I watched an amazing movie last weekend called The Whale. It’s a true story that takes place right of the coast of Vancouver Island (that’s where I live!) in Nootka Sound. The story is narrated by my lover Ryan Reynolds because he comes from the land up north and knows the story of Luna the whale well.

All Orca whales travel in pods. It’s true, ask them. The Whale, however is a story about an orca that gets separated from it’s pod at the age of two years old. In the movie they compare Luna’s situation to a child that’s meandering around a store, turns around and realizes that their family is no where in sight. Luna was all alone.

He would call into the night looking for his family. When no one answered his calls, he did the next best thing. He made friends. But not just any friends. Human friends. Luna hung around the passing boats, looking for attention. Lots of people gave him attention, too. It’s pretty hard to resist playing with an orca whale.

The Fisheries and Oceans Department was upset about Luna hanging around boats and people. It was dangerous for both sides involved. I don’t know about you, but I would’ve risked getting arrested and dove in the frigid water to play with Luna. Way too tempting!
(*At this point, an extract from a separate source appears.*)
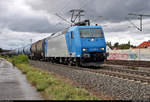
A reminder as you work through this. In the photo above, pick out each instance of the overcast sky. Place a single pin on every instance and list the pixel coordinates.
(23, 20)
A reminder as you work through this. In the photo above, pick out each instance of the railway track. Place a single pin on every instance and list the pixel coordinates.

Luna was teaching people that orcas were not killers by heart. He helped people recognize that whales needed interaction–he was lonely, he wanted to play and have fun! One lady in the film said that Luna would look you right in the eye as if he was saying, “I see you.”

The story of Luna is awesome. I’m jealous that I wasn’t living here during Luna’s reign. I would fully suggest looking up this movie and giving it a watch. Even if it’s only to hear Ryan Reynolds tell you a story.